Actually, the downward trend really began to take hold in early 2015. Sales and traffic both plunged 8.7 percent over the same two-year period. TDn2K said it originally expected some improvement this year, given that the industry was comparing against weak results in 2016. It hasn’t happened.

But what lessons might boat dealers learn from the restaurants’ decline? We need to examine why restaurants are struggling.

The big answer is that their downturn reflects shifting consumer habits. Specifically, consumers have been showing a preference for convenience, and that’s resulting in rapidly rising sales of prepared foods at supermarkets and other stores. Accordingly, grocery stores are steadily increasing their ready-to-cook meal kits and/or many already cooked offerings.

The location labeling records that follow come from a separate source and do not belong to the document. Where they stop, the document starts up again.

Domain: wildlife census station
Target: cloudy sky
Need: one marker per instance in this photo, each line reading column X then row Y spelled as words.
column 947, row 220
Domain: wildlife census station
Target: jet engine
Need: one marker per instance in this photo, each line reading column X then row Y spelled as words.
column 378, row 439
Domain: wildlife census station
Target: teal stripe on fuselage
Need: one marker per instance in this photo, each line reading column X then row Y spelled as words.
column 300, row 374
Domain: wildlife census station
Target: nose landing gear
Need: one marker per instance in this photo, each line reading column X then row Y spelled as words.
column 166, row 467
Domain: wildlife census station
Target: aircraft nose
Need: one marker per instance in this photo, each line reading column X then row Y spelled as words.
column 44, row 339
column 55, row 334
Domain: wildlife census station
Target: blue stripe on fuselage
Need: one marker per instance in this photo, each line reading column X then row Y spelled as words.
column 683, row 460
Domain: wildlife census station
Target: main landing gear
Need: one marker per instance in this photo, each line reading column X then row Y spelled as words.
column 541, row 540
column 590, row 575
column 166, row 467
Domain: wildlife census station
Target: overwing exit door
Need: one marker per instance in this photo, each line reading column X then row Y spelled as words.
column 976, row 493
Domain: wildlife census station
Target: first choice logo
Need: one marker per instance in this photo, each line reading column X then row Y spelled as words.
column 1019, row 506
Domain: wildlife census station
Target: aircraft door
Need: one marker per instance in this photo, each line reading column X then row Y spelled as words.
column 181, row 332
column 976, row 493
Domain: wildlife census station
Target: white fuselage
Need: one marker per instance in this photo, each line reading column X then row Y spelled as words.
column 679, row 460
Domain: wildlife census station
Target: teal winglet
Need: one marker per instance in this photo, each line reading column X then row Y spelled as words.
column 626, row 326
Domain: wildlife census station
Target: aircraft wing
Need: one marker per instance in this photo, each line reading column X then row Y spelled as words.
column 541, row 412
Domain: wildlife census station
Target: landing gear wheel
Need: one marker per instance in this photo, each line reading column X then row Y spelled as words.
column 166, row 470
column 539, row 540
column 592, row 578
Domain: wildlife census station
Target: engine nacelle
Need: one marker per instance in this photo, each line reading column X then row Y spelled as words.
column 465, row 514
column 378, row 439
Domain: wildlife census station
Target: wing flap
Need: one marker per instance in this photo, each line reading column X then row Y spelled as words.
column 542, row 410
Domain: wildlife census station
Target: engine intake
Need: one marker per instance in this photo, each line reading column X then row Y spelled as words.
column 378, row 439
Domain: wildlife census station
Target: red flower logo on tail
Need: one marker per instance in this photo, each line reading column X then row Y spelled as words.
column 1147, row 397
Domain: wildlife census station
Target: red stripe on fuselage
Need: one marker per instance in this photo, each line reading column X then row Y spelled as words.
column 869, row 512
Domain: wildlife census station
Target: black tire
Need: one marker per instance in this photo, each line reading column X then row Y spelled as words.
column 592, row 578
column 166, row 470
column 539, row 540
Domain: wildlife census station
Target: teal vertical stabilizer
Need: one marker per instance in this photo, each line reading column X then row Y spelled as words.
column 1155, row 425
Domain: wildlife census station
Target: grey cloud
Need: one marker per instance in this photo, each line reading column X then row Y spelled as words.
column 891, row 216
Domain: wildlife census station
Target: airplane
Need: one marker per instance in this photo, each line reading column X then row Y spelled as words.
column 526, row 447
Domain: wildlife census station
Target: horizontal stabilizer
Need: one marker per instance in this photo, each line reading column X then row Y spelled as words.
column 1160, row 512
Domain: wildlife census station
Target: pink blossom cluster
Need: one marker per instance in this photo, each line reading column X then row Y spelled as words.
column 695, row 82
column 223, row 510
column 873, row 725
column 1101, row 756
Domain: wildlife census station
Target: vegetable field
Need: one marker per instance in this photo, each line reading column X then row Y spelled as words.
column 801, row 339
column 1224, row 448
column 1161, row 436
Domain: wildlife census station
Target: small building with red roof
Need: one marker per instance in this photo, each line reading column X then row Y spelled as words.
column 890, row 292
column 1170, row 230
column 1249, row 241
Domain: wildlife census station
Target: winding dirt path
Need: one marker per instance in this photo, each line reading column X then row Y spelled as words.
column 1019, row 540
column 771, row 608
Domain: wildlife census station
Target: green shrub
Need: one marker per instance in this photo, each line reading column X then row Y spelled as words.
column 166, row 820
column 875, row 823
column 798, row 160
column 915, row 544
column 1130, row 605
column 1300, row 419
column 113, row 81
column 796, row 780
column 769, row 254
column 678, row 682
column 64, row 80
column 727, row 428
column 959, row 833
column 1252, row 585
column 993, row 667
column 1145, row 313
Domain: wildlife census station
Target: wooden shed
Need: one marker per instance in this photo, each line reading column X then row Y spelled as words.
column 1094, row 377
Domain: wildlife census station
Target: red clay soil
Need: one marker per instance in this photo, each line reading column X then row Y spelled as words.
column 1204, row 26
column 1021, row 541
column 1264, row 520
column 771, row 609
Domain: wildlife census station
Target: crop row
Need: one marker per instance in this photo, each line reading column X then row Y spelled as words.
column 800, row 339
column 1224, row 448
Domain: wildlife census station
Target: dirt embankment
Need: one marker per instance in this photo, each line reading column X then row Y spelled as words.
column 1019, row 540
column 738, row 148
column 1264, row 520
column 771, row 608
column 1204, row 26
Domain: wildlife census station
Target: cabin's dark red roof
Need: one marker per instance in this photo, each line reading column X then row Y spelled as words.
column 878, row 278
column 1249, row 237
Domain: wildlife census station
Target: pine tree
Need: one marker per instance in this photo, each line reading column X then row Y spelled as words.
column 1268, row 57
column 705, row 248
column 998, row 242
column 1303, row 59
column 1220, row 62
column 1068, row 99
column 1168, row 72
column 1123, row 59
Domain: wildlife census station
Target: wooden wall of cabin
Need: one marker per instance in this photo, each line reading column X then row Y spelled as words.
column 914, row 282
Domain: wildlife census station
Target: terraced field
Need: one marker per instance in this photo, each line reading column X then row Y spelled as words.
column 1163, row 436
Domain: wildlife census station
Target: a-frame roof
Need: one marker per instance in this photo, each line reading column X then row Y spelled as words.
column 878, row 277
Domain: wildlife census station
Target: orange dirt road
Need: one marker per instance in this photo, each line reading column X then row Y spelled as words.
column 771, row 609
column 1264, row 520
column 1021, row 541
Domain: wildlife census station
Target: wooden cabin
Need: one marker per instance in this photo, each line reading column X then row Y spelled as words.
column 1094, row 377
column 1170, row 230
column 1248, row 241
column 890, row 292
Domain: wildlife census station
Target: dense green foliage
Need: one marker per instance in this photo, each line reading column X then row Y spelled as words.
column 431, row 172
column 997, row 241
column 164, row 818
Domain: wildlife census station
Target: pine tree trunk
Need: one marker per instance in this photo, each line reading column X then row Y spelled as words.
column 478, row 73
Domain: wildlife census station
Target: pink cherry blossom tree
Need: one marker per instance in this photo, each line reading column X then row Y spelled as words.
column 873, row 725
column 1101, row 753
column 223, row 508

Kroger CFO Michael Schlotman, in a recent earnings call, reportedly said the quality of the company's new meal kits is essentially “the same as going to a restaurant and getting the meal . . . but people like to prepare something at home and they find it easy.”

The desire for convenience is also fueling the success of online meal-kit providers, for example Blue Apron, that are also eating into restaurant sales. Not surprising, even Amazon has signaled an interest in the meal-kit delivery business. And, as Victor Fernandez, executive director of insights and knowledge at TDn2K, confirms: Restaurants are facing “competition from more prepared meals from grocery stores, meal kits [by delivery companies] and even from convenience stores and food trucks.”

Consumers want “convenience, speed, to-go and delivery,” confirms Fernandez, which is driving some higher take-out and drive-through sales for restaurants. According to reports in eMarketerRetail, restaurant delivery sales should rise by an average of 12 percent a year, to $76 billion, by 2022, up 77 percent from $43 billion currently. What will drive this increase is — here’s that key again, convenience!

I’ve addressed in previous blogs the fact that our customers now make up the on-demand society for services and products ranging from gasoline deliveries to instant movies. People fly from one place to another at 550 mph and growl that they’re inconvenienced if they arrive five minutes late. They become angry if it takes an extra 20 minutes to service their car and want to know what you’re going to do to “make up” for their inconvenience.

Marine dealers face the same challenges. To keep customers happy, dealers need to explore ways to make it more convenient than ever for them to have their needs met. It doesn’t matter whether it’s in the sales process, a service issue or the purchase and delivery of some accessory or other product.

Given that customers are now “convenience-oriented,” dealers must find ways to build more convenience into their operations or lose business to others that do.